Says KS Ndlovu, Swazi police representative: “When Mr Mbuli came here, we spoke about a lot of things. Some of these are things that you cannot talk about over the telephone. It is quite impossible for me to comment about these issues. They are too sensitive.”
Back in South Africa, Mbuli had a meeting with the former Gauteng MEC for safety and security, Jessie Duarte, her department head Mkhabela Sibeko and a National Intelligence Agency operative called Mountain.
Sibeko says the purpose of the meeting was for the poet to “raise his anger” about the slow progress made in the investigation into an attempt to assassinate him.
“He alluded to this issue of drug smuggling – not arms – and about a chap in Swaziland, a drug pusher, who was hosting government officials. He was saying he has information but will talk more about it at a high political level – the level of the president’s office,” Sibeko says.
Less than two months later police arrested Mbuli outside Pretoria, a few minutes after a nearby bank was robbed.

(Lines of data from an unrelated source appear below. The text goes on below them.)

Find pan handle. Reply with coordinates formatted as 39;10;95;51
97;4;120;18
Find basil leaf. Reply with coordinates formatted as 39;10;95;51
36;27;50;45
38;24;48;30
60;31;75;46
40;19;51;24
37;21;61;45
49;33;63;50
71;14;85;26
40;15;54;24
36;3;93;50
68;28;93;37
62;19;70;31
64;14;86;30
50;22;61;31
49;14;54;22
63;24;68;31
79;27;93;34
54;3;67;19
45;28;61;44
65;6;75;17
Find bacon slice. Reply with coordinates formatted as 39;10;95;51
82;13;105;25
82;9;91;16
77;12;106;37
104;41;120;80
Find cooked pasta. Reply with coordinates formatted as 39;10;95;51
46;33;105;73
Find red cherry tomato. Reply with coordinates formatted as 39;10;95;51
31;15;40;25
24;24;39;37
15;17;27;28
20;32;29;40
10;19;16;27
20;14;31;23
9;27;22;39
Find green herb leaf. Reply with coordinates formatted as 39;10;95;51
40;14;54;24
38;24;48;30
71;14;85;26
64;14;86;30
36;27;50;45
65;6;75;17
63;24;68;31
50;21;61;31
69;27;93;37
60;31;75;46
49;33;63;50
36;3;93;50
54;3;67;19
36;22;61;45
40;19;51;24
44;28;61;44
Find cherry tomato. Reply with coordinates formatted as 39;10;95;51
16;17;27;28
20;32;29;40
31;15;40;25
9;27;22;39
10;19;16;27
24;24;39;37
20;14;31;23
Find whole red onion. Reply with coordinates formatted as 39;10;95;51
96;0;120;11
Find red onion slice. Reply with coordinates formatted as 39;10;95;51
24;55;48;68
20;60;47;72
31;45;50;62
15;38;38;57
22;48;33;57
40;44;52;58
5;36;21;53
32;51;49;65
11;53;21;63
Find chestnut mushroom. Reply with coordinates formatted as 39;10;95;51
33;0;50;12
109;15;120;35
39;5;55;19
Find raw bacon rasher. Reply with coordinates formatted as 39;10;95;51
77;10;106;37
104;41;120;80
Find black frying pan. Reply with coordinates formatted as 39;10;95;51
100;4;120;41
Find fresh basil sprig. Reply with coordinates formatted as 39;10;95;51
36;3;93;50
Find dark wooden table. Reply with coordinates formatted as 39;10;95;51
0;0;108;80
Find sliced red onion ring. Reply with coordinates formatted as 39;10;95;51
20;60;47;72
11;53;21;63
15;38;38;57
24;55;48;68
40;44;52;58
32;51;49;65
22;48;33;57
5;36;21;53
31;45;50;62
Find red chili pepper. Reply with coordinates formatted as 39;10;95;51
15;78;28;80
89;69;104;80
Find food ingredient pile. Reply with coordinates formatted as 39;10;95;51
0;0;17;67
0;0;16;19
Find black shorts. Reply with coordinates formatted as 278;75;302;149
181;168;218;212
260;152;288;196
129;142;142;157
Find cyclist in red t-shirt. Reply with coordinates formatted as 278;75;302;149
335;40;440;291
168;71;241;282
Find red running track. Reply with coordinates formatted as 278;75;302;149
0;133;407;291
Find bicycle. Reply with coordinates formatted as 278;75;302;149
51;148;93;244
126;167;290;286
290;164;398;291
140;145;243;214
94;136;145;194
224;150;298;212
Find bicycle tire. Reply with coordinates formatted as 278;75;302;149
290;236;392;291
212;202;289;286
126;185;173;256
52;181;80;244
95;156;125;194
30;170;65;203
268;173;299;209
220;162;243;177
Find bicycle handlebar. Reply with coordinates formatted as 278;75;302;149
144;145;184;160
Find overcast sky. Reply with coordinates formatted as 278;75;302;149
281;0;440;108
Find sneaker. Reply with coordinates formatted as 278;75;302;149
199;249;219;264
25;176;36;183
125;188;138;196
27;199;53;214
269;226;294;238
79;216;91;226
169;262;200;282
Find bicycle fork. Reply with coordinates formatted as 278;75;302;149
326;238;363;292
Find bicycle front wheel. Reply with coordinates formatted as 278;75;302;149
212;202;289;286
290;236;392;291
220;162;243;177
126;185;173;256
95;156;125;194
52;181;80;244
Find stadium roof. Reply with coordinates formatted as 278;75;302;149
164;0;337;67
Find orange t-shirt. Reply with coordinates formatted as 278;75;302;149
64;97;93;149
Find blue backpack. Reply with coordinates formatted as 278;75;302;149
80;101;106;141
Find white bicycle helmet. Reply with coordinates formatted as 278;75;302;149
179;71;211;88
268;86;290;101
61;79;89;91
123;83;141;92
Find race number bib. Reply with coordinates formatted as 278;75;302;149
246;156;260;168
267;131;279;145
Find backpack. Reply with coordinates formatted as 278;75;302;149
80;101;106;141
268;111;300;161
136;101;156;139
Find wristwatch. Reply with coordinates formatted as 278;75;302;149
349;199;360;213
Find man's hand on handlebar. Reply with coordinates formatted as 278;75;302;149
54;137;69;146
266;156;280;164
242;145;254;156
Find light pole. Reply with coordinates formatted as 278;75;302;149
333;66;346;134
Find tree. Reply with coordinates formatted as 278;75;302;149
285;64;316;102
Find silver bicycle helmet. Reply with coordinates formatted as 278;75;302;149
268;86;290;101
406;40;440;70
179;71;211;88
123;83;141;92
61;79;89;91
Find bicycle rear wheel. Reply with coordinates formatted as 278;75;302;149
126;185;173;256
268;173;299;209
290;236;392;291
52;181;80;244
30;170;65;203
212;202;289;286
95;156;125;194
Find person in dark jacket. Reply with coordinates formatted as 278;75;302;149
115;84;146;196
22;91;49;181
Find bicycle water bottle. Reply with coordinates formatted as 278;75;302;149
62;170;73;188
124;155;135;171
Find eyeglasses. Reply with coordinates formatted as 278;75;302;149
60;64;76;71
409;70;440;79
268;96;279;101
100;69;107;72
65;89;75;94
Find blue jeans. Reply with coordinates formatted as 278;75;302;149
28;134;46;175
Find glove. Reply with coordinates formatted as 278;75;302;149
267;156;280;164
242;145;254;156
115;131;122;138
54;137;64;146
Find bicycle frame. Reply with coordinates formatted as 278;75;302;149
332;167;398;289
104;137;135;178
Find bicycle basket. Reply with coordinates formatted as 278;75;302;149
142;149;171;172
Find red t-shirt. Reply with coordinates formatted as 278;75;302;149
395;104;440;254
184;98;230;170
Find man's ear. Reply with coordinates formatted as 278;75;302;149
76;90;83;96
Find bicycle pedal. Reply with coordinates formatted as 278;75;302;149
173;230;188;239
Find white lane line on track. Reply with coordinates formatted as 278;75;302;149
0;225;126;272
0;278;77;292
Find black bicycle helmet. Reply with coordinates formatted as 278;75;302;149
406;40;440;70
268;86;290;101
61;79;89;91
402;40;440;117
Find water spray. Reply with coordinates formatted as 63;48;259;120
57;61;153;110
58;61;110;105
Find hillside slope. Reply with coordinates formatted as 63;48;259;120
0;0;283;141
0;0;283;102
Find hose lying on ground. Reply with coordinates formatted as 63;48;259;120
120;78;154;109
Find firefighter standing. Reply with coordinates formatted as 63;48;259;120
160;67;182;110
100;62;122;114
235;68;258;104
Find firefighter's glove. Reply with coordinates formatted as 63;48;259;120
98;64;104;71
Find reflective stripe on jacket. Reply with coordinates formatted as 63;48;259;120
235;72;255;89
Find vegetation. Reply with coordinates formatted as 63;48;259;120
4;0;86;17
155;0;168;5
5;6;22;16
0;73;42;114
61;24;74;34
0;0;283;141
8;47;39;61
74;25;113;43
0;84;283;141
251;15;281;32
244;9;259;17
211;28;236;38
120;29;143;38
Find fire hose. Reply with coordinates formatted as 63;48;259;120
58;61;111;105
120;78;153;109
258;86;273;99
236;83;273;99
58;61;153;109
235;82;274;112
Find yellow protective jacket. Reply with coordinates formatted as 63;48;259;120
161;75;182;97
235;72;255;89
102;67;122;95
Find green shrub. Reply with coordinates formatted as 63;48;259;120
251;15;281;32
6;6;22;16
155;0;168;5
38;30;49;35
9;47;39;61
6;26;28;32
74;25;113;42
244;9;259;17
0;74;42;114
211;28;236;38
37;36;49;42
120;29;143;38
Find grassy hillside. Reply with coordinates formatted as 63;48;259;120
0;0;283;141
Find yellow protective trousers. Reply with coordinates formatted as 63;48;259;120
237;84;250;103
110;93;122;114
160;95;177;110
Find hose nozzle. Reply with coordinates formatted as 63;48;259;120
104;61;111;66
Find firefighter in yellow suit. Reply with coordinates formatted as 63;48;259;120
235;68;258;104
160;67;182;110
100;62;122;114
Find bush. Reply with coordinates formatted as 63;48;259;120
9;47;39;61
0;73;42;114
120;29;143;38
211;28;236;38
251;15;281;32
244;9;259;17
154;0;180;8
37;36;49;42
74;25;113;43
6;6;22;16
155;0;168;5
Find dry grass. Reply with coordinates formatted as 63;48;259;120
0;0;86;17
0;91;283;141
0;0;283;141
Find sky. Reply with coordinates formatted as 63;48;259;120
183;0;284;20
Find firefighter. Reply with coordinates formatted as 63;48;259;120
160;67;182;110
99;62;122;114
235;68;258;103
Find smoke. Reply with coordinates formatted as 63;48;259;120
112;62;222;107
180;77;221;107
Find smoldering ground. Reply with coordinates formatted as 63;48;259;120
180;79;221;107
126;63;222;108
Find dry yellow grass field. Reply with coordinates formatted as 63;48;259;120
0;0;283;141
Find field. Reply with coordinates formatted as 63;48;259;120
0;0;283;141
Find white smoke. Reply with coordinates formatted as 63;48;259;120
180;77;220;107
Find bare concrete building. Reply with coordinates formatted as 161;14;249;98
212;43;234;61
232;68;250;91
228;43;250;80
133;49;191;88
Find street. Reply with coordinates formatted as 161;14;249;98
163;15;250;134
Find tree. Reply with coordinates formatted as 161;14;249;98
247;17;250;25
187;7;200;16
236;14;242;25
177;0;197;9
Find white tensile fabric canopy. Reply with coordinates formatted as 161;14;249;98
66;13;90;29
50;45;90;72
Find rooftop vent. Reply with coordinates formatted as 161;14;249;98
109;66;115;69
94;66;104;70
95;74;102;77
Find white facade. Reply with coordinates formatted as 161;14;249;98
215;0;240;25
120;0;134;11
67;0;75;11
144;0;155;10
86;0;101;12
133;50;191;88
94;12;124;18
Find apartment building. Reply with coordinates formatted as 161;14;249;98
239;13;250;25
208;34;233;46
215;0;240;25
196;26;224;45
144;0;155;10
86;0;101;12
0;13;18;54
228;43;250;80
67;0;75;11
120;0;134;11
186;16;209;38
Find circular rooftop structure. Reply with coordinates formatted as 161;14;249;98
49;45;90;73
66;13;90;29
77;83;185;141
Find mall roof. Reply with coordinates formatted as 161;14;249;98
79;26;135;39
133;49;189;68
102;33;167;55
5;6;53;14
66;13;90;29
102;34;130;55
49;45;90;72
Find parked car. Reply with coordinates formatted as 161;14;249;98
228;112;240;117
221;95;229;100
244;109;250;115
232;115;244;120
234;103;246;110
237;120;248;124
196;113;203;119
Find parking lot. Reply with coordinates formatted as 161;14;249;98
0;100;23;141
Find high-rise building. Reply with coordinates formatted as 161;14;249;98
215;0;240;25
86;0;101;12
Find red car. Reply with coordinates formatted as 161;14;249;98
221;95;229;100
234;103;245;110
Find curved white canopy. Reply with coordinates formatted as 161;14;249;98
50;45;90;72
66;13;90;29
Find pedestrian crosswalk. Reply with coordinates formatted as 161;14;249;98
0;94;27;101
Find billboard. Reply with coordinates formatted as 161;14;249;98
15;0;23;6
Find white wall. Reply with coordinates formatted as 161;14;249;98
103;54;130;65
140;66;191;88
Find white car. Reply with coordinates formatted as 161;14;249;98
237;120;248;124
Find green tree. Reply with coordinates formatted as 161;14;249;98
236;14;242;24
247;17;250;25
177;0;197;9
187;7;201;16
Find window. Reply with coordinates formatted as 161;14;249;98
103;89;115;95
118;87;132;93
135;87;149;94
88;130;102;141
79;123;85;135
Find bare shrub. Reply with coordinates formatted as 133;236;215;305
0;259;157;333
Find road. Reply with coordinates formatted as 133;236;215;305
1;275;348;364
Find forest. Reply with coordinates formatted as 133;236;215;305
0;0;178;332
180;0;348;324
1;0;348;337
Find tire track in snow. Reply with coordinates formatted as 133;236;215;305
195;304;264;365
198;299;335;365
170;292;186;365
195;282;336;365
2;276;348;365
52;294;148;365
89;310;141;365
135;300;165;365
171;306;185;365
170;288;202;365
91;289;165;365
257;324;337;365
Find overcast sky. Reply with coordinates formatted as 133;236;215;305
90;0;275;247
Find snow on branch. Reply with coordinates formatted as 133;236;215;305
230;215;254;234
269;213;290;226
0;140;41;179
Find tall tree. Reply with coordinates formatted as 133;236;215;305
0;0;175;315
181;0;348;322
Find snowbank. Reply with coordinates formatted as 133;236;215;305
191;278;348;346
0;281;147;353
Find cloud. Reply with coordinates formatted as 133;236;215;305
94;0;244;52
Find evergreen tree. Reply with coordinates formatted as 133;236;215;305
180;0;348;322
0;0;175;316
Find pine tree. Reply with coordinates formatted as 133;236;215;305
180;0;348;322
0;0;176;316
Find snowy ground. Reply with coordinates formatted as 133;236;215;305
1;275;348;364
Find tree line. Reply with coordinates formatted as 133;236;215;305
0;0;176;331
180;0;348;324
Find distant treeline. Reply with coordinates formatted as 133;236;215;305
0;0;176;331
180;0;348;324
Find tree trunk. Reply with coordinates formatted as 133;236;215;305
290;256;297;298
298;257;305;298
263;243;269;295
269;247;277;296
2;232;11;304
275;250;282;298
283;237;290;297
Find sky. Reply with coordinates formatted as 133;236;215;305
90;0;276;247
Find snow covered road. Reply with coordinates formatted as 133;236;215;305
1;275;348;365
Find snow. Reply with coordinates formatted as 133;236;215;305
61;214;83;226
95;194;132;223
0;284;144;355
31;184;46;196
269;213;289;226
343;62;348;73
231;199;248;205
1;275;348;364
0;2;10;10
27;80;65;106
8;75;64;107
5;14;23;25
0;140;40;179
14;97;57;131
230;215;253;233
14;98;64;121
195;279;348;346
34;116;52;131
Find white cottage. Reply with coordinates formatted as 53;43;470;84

Police said they found R15 000, a hand grenade and several hand guns in the possession of the poet. Mbuli says he had R1 850 at the time and his licensed pistol. One of the two bodyguards arrested with him also had a licensed firearm.
Police subsequently linked Mbuli to other robberies – one of a Randburg businessman robbed of R200 000, another of a bottle store where R900 was taken. But some of the cases are already beginning to collapse. In one of the robberies, at least three of Mbuli’s alleged accomplices were in police custody at the time when the incidents happened.
Mbuli says he was not in the bank that day. He says he drove to Pretoria to meet a stranger who claimed he had information about the attempt on his life. The stranger gave a bag to Mbuli and his two bodyguards, and told them to drive away quickly. They were arrested within 15 minutes and R13 000 was found in the bag.
The Independent Complaints Directorate (ICD) last month began speeding up its investigation into the police handling of Mbuli’s case. ICD deputy director for special investigations Julian Snitcher says it is not probing whether Mbuli was involved in crime – it is looking into various allegations of malpractice in the case – but he adds that all aspects will be looked into.
Mbuli, who did not manage to pass information on to Mandela, says he cannot say more about the drugs and arms-smuggling case.
But Ndlovu says: “There are a lot of things that will come out in the court and if I talk about some of these things now it may prejudice him.”
Mbuli himself appears to be in high spirits, pointing out that he is not over- confident: “I’m more than confident the truth will out.”
From behind the glass dividing the visitors’ cubicle, Mbuli talks the way he recites poems, moving sideways, putting his hand on the glass and booming into the speaker with his powerful voice.
Behind bars he continues to write poems, like these lines about his arrest: “My underpants pulled down/My private parts exposed/Is this the new South Africa/I am vulgar proof.”